Easter 2012 – As London nervously awaited the impending Olympics with pragmatic British pessimism, I cycled down to the E5 Bakehouse to attend a sourdough bread making day, bought for me as a present by my partner. At the end of the day our teacher and E5 founder Ben Mackinnon jokingly asked the group: “So, anyone fancy opening a bakery?” Self-conscious laughter or expressions to the effect of “yeah, right!”

 

Five years later I am surprised to find myself, not exactly opening a fully-fledged bakery, complete with deck ovens, metres of stainless steel, and a fetching white hat with airtex (not artex?!) vents perched on my head, but at least adding myself to the growing number (especially this end of town!) of micro-food producers, wedged into small back alleys, 1/16 railway arches, or, as in my case, at the back of a Victorian terraced house not far from Hackney Central. After all, all I did was bake some loaves, then more loaves, then more loaves, offer them to friends, neighbours, work colleagues; they give me money for my efforts, those coins in my pocket feel somehow worth more than the monthly paid salary; I bake the bread on the morning of my wedding for the reception; I take my sourdough starter on holiday with me, baking in France, in Spain.

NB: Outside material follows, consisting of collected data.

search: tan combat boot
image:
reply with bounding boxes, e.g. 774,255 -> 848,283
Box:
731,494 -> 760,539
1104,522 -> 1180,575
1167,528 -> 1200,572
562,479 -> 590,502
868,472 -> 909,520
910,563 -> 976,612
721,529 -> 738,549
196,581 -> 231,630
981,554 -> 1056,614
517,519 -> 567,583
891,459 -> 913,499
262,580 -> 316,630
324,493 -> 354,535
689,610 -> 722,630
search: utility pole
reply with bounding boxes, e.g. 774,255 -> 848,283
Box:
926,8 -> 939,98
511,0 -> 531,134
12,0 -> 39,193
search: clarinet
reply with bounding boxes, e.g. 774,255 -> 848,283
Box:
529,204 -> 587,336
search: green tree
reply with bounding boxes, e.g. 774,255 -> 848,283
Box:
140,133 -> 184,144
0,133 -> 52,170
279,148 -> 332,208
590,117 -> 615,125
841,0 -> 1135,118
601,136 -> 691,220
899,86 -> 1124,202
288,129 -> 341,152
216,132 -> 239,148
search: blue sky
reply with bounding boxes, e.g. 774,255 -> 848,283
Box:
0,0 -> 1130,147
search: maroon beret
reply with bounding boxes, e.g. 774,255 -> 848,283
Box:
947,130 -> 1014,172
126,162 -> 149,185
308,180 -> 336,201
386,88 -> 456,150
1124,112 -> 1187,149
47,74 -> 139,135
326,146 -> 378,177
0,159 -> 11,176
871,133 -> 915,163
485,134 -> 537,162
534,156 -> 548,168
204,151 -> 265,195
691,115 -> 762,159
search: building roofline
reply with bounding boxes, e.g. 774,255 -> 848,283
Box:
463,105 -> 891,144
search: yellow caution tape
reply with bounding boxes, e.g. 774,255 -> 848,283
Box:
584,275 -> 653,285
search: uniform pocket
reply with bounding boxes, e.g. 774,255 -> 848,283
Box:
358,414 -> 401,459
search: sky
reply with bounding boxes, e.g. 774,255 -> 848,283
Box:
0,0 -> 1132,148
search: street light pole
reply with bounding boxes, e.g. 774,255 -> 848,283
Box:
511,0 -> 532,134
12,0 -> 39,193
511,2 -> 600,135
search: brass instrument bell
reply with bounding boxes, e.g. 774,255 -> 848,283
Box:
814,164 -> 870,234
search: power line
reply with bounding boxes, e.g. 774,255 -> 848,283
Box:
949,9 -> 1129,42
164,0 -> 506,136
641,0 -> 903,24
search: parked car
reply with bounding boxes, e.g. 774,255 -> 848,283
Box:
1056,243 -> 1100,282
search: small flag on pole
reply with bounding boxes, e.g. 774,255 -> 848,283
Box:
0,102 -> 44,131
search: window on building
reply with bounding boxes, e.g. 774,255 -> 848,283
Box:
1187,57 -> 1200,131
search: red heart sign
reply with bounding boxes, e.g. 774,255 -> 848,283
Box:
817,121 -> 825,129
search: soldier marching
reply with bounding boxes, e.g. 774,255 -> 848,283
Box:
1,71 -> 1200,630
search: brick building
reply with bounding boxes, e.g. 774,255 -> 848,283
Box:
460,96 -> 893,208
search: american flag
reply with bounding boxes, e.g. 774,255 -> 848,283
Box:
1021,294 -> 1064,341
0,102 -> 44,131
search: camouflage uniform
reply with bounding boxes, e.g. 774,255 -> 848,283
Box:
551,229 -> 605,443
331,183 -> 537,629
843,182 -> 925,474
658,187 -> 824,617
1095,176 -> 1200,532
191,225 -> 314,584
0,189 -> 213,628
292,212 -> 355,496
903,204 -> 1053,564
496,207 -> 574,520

I attend more courses, meet others similarly absorbed (finding your tribe, as Ken Robinson says), whether in person or through the wonderful (and temporally- cursed) medium of social media.

 

At the risk of sounding a bit like Swiss Tony (you’ll have to google that one, if you don’t know), the twists and turns of ones life are perhaps a little bit like baking- you do all you can to make the best loaf, involving a balance of control and ‘listening’ to the dough, but in the end the results are in the hands of the gods and it comes out as it comes out, sometimes great, sometimes bloody awful!